A participação das universidades federais na Aliança Global se dará no âmbito do pilar de conhecimento, que é um dos três eixos estruturantes da iniciativa. O pilar abrange a oferta de assistência técnica e fortalecimento de capacidades, treinamento por meio do compartilhamento de conhecimento em resposta a solicitações de países membros da Aliança Global.

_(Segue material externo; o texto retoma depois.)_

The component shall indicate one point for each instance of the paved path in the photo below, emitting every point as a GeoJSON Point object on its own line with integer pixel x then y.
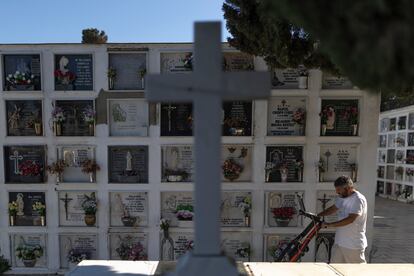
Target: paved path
{"type": "Point", "coordinates": [393, 240]}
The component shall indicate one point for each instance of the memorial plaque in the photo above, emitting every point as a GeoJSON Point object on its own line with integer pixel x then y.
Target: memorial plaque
{"type": "Point", "coordinates": [24, 118]}
{"type": "Point", "coordinates": [128, 117]}
{"type": "Point", "coordinates": [24, 201]}
{"type": "Point", "coordinates": [235, 209]}
{"type": "Point", "coordinates": [237, 61]}
{"type": "Point", "coordinates": [326, 199]}
{"type": "Point", "coordinates": [178, 208]}
{"type": "Point", "coordinates": [335, 82]}
{"type": "Point", "coordinates": [285, 78]}
{"type": "Point", "coordinates": [339, 122]}
{"type": "Point", "coordinates": [237, 118]}
{"type": "Point", "coordinates": [30, 242]}
{"type": "Point", "coordinates": [130, 69]}
{"type": "Point", "coordinates": [176, 62]}
{"type": "Point", "coordinates": [338, 160]}
{"type": "Point", "coordinates": [21, 72]}
{"type": "Point", "coordinates": [74, 156]}
{"type": "Point", "coordinates": [236, 163]}
{"type": "Point", "coordinates": [71, 212]}
{"type": "Point", "coordinates": [323, 247]}
{"type": "Point", "coordinates": [129, 208]}
{"type": "Point", "coordinates": [274, 245]}
{"type": "Point", "coordinates": [286, 116]}
{"type": "Point", "coordinates": [128, 164]}
{"type": "Point", "coordinates": [75, 122]}
{"type": "Point", "coordinates": [177, 163]}
{"type": "Point", "coordinates": [176, 119]}
{"type": "Point", "coordinates": [283, 209]}
{"type": "Point", "coordinates": [236, 245]}
{"type": "Point", "coordinates": [24, 164]}
{"type": "Point", "coordinates": [128, 246]}
{"type": "Point", "coordinates": [73, 72]}
{"type": "Point", "coordinates": [75, 248]}
{"type": "Point", "coordinates": [281, 163]}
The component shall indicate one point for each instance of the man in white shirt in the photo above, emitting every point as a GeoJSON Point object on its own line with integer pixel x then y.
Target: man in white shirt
{"type": "Point", "coordinates": [350, 239]}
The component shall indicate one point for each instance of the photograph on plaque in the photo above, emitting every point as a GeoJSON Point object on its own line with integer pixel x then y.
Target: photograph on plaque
{"type": "Point", "coordinates": [236, 163]}
{"type": "Point", "coordinates": [323, 247]}
{"type": "Point", "coordinates": [286, 116]}
{"type": "Point", "coordinates": [74, 118]}
{"type": "Point", "coordinates": [284, 164]}
{"type": "Point", "coordinates": [237, 118]}
{"type": "Point", "coordinates": [128, 117]}
{"type": "Point", "coordinates": [24, 118]}
{"type": "Point", "coordinates": [338, 160]}
{"type": "Point", "coordinates": [128, 209]}
{"type": "Point", "coordinates": [283, 209]}
{"type": "Point", "coordinates": [73, 72]}
{"type": "Point", "coordinates": [274, 244]}
{"type": "Point", "coordinates": [24, 164]}
{"type": "Point", "coordinates": [177, 163]}
{"type": "Point", "coordinates": [339, 117]}
{"type": "Point", "coordinates": [77, 208]}
{"type": "Point", "coordinates": [176, 119]}
{"type": "Point", "coordinates": [27, 209]}
{"type": "Point", "coordinates": [236, 245]}
{"type": "Point", "coordinates": [235, 208]}
{"type": "Point", "coordinates": [75, 248]}
{"type": "Point", "coordinates": [128, 246]}
{"type": "Point", "coordinates": [28, 250]}
{"type": "Point", "coordinates": [74, 158]}
{"type": "Point", "coordinates": [21, 72]}
{"type": "Point", "coordinates": [330, 81]}
{"type": "Point", "coordinates": [127, 71]}
{"type": "Point", "coordinates": [178, 208]}
{"type": "Point", "coordinates": [179, 62]}
{"type": "Point", "coordinates": [128, 164]}
{"type": "Point", "coordinates": [237, 61]}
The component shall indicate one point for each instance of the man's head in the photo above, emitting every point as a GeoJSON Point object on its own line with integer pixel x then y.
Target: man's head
{"type": "Point", "coordinates": [344, 186]}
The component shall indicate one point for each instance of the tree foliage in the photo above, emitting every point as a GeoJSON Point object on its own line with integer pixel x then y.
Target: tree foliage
{"type": "Point", "coordinates": [94, 36]}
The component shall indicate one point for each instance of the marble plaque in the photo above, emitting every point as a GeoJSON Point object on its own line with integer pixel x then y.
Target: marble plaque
{"type": "Point", "coordinates": [24, 118]}
{"type": "Point", "coordinates": [338, 159]}
{"type": "Point", "coordinates": [280, 163]}
{"type": "Point", "coordinates": [178, 208]}
{"type": "Point", "coordinates": [177, 163]}
{"type": "Point", "coordinates": [130, 70]}
{"type": "Point", "coordinates": [26, 216]}
{"type": "Point", "coordinates": [128, 117]}
{"type": "Point", "coordinates": [128, 246]}
{"type": "Point", "coordinates": [181, 62]}
{"type": "Point", "coordinates": [28, 241]}
{"type": "Point", "coordinates": [17, 67]}
{"type": "Point", "coordinates": [338, 123]}
{"type": "Point", "coordinates": [129, 208]}
{"type": "Point", "coordinates": [286, 116]}
{"type": "Point", "coordinates": [71, 212]}
{"type": "Point", "coordinates": [283, 209]}
{"type": "Point", "coordinates": [24, 164]}
{"type": "Point", "coordinates": [77, 247]}
{"type": "Point", "coordinates": [234, 209]}
{"type": "Point", "coordinates": [74, 156]}
{"type": "Point", "coordinates": [128, 164]}
{"type": "Point", "coordinates": [73, 72]}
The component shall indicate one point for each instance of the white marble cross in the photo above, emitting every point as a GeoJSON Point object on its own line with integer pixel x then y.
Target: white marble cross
{"type": "Point", "coordinates": [207, 86]}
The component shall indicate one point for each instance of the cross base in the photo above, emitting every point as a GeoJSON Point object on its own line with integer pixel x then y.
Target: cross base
{"type": "Point", "coordinates": [190, 265]}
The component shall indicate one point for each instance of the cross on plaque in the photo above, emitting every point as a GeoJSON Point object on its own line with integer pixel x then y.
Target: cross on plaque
{"type": "Point", "coordinates": [207, 86]}
{"type": "Point", "coordinates": [16, 158]}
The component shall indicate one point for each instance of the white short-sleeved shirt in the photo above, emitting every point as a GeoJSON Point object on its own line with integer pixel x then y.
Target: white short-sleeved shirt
{"type": "Point", "coordinates": [352, 236]}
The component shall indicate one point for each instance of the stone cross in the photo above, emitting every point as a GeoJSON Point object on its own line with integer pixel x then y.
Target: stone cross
{"type": "Point", "coordinates": [207, 86]}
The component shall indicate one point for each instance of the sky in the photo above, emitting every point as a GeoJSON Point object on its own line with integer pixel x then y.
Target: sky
{"type": "Point", "coordinates": [56, 21]}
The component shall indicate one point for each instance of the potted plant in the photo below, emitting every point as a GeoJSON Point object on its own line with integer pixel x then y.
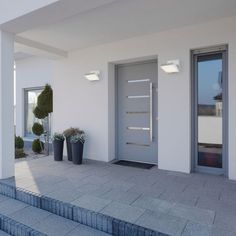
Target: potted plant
{"type": "Point", "coordinates": [19, 147]}
{"type": "Point", "coordinates": [58, 144]}
{"type": "Point", "coordinates": [77, 147]}
{"type": "Point", "coordinates": [37, 145]}
{"type": "Point", "coordinates": [68, 133]}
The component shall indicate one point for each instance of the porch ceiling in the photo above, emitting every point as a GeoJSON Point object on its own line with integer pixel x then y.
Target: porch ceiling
{"type": "Point", "coordinates": [123, 19]}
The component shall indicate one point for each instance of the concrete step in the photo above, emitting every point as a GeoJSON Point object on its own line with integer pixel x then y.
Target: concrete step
{"type": "Point", "coordinates": [71, 214]}
{"type": "Point", "coordinates": [37, 222]}
{"type": "Point", "coordinates": [9, 226]}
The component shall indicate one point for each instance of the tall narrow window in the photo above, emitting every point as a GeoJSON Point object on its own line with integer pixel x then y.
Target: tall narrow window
{"type": "Point", "coordinates": [31, 97]}
{"type": "Point", "coordinates": [210, 109]}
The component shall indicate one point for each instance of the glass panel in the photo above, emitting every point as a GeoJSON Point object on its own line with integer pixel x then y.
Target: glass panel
{"type": "Point", "coordinates": [31, 102]}
{"type": "Point", "coordinates": [210, 110]}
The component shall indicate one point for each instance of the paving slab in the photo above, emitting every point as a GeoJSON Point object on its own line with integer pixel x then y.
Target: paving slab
{"type": "Point", "coordinates": [195, 214]}
{"type": "Point", "coordinates": [164, 223]}
{"type": "Point", "coordinates": [120, 196]}
{"type": "Point", "coordinates": [153, 204]}
{"type": "Point", "coordinates": [123, 211]}
{"type": "Point", "coordinates": [91, 203]}
{"type": "Point", "coordinates": [3, 233]}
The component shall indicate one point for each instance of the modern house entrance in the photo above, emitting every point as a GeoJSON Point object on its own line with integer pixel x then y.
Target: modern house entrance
{"type": "Point", "coordinates": [136, 85]}
{"type": "Point", "coordinates": [210, 110]}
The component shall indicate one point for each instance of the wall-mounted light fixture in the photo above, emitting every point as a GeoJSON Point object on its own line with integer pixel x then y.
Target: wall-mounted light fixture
{"type": "Point", "coordinates": [172, 66]}
{"type": "Point", "coordinates": [93, 76]}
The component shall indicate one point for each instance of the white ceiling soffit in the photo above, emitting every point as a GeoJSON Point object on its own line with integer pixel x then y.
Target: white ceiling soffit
{"type": "Point", "coordinates": [51, 13]}
{"type": "Point", "coordinates": [21, 56]}
{"type": "Point", "coordinates": [40, 46]}
{"type": "Point", "coordinates": [33, 51]}
{"type": "Point", "coordinates": [15, 8]}
{"type": "Point", "coordinates": [128, 18]}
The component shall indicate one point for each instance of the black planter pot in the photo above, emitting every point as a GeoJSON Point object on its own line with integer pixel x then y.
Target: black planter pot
{"type": "Point", "coordinates": [58, 150]}
{"type": "Point", "coordinates": [68, 147]}
{"type": "Point", "coordinates": [77, 152]}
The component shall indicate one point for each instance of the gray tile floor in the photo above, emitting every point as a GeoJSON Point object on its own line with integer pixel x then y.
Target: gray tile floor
{"type": "Point", "coordinates": [173, 203]}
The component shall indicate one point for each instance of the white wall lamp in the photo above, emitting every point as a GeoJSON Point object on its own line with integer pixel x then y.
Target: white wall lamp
{"type": "Point", "coordinates": [172, 66]}
{"type": "Point", "coordinates": [93, 75]}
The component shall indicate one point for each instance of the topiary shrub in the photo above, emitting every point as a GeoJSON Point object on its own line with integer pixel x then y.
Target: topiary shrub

As universidades também se comprometeram a alinhar suas ações, inclusive por meio dos mecanismos de coordenação da Aliança Global, aproveitando parcerias existentes e estabelecendo parcerias com outros atores para melhor apoiar a implementação de políticas e programas em nível nacional. 

No caso do Brasil, a ideia é que as universidades possam auxiliar no Plano Brasil Sem Fome e no Plano de Redução da Pobreza, segundo o ministro do Desenvolvimento e Assistência Social, Família e Combate à Fome (MDS), Wellington Dias. 

A reitora da Universidade Federal de Goiás (UFG), Angelita Pereira de Lima, ressaltou o empenho da instituição com o plano brasileiro de combate à fome. “Gostaria de firmar um compromisso que assumimos ao ingressar na Aliança: o de colocar o conhecimento e os quadros da universidade à disposição, articulando-os com as diretrizes do plano brasileiro de combate à fome”, declarou. 

Contribuições 

A UFG tem um histórico de atuação no enfrentamento da fome e da pobreza, com projetos voltados à alimentação escolar, ao fortalecimento da agricultura familiar e ao desenvolvimento de tecnologias para a redução das desigualdades e da insegurança alimentar. 

Já a reitora da Universidade Federal do Rio Grande do Sul (UFRGS), Márcia Cristina Bernardes Barbosa, defendeu um papel central das universidades na análise de políticas públicas. “As universidades precisam se aprofundar no cerne de dados importantes. Assim, podemos olhar para trás e dizer: 'essas políticas geraram esses resultados' ou 'esses jovens do Bolsa Família estão agora em diferentes cenários’”, afirmou. 

A UFRGS traz para a Aliança a expertise de pesquisas em Sociologia do Desenvolvimento Rural e Estudos Agroalimentares. Além disso, a universidade se destaca pelos trabalhos científicos e tecnológicos das Faculdades de Agronomia e Veterinária, voltados para a produção eficiente e sustentável de alimentos. 

“A ideia é estabelecer um grupo de cooperação acadêmica, não só para possibilitar e tentar injetar ânimo nessas iniciativas, unindo universidades e o ministério, mas também para ir além, coordenando os processos do MDS e estabelecer alianças com universidades do mundo inteiro”, explicou o consultor Jurídico do MDS, João Paulo Santos. 

A Universidade Federal de Santa Catarina (UFSC), representada pelo reitor Irineu Manoel de Souza e pela professora Cristiane Derani, do Departamento de Direito, é considerada referência em pesquisas sobre segurança alimentar, produção sustentável de alimentos, restauração ecológica e conservação ambiental, com foco na proteção da biodiversidade e do clima. A universidade também é pioneira na colaboração com produtores locais, a exemplo do trabalho reconhecido internacionalmente na produção de matrizes de ostras e na transferência de tecnologias para a produção sustentável de alimentos. 

Aliança Global contra a Fome e a Pobreza

A iniciativa visa erradicar a fome e a pobreza até 2030, reduzir as desigualdades e contribuir para parcerias globais revitalizadas para o desenvolvimento sustentável. Prioriza transições inclusivas e justas, garantindo que ninguém seja deixado para trás. 

A Aliança opera por meio de três pilares principais - nacional, financeiro e de conhecimento - projetados para mobilizar e coordenar recursos para políticas baseadas em evidências adaptadas às realidades de cada país-membro. Embora o G20 tenha sido a plataforma de lançamento para a iniciativa, a Aliança funcionará como uma plataforma global independente, com o apoio contínuo e o impulso possível de futuras presidências do G20.